Oh well, I'm going to count it as a catch although I never physically touched him. I would have been great to have had some experienced people on todays trip. How do you estimate weight on a marlin? I have an 8ft beam and he was significantly larger than that. He was about 10ft long. I didn't take the plunge in the water for the simple fact that I thought I might drown from shear exhaustion. It was fun but I'm sore now.


----------



## Head Kned (Mar 21, 2011)

Holy cow, that right there is why I always over tackle. Sounds like you handled him pretty good, just needed another hand.


----------



## Mattatoar (Apr 30, 2008)

Sounds like it was pretty darn awesome! Yes, most of us have been there; wishing somebody else on the boat had some experience when "it" happens or "it" swims by... giving you the fin.


----------



## neuby (May 8, 2009)

Does your penn 330 still have level wind on it? I am afraid to troll anything with a level wind for fish larger than spanish mackeral- pretty impressive you got that fish to the boat...


----------



## Aquahollic (Sep 24, 2009)

neuby said:


> Does your penn 330 still have level wind on it?


yes. I think the real is shot now thought. We had to pour water on it twice and it was still extremely hot to the touch 15 minutes after the fight. I think I'll take it to Half Hitch in Destin and have it checked out and serviced.

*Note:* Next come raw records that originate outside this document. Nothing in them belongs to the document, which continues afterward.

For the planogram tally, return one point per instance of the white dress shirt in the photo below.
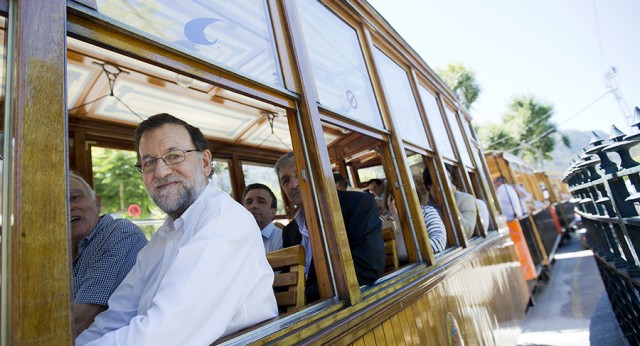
(271, 237)
(509, 202)
(202, 276)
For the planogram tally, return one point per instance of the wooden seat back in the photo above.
(288, 284)
(390, 250)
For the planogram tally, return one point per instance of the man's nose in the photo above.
(162, 170)
(294, 182)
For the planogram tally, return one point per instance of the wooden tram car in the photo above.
(549, 214)
(330, 80)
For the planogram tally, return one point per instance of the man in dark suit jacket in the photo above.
(361, 220)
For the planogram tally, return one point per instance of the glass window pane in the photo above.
(401, 101)
(120, 186)
(338, 65)
(366, 174)
(221, 178)
(256, 173)
(236, 35)
(457, 134)
(436, 123)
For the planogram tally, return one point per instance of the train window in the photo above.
(234, 34)
(121, 189)
(339, 68)
(401, 100)
(264, 174)
(368, 159)
(457, 134)
(465, 200)
(443, 142)
(483, 207)
(432, 198)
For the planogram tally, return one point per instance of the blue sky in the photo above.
(545, 48)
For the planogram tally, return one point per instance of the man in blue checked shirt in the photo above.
(104, 250)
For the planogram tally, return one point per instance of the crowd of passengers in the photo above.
(133, 292)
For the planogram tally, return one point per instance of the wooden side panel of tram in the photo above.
(485, 298)
(479, 297)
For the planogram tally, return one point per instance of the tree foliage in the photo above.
(526, 131)
(119, 184)
(462, 81)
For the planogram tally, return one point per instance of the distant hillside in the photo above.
(562, 156)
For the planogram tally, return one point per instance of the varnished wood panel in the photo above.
(486, 295)
(38, 306)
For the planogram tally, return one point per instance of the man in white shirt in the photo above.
(204, 274)
(262, 203)
(508, 199)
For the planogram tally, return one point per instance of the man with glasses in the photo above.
(103, 251)
(204, 274)
(261, 202)
(361, 221)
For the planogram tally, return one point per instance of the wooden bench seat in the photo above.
(390, 250)
(288, 266)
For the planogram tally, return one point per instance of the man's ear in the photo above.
(207, 162)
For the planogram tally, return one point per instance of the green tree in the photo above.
(526, 131)
(495, 137)
(462, 81)
(119, 184)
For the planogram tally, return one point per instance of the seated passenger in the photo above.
(204, 274)
(508, 199)
(262, 203)
(377, 187)
(104, 250)
(361, 220)
(465, 203)
(341, 183)
(433, 222)
(483, 211)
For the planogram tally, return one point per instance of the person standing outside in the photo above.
(262, 203)
(103, 248)
(508, 198)
(204, 274)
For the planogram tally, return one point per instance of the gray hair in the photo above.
(84, 183)
(285, 160)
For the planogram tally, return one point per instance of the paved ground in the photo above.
(565, 304)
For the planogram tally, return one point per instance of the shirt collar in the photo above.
(102, 221)
(267, 231)
(190, 215)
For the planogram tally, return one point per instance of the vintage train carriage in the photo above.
(549, 212)
(329, 80)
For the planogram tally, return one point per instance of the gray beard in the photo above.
(175, 206)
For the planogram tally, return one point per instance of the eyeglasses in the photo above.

I guess I should have specified a little better. He was on his way back to the boat when he broke off. I think I lost maybe 20-30' of line. Its not like that really matters though. I have to get it re-spooled anyway. At least he doesn't have a lot of line hanging off of him.


----------



## cobe killer (Apr 13, 2008)

awsome report!! that had to be a rush.


----------



## Biller48 (Oct 1, 2008)

"A" for effort brother, i usually have the wife and kids with me when i hang somthing that i wish i had buddies to help me out with, i know the feeling. Still had to be awesome sight and fight. Good job dancing the boat to gain on him. I am headed to south Florida for the Memorial Weekend, we will have to plan some trips in tandem when I return. Good luck and tightlines.:notworthy:


----------



## how2fish (Jan 21, 2008)

Outstanding !! :notworthy:


----------



## fishsticker (Jan 11, 2009)

a blue marlin on a 330 penn is like using a tothpick to kill a grizzly bear. hell of a job and some luck to have that much fun with him. congrats on an awesome experience


----------



## Aquahollic (Sep 24, 2009)

Thanks everyone. 

Biller, hit me up when you get back and good luck.


----------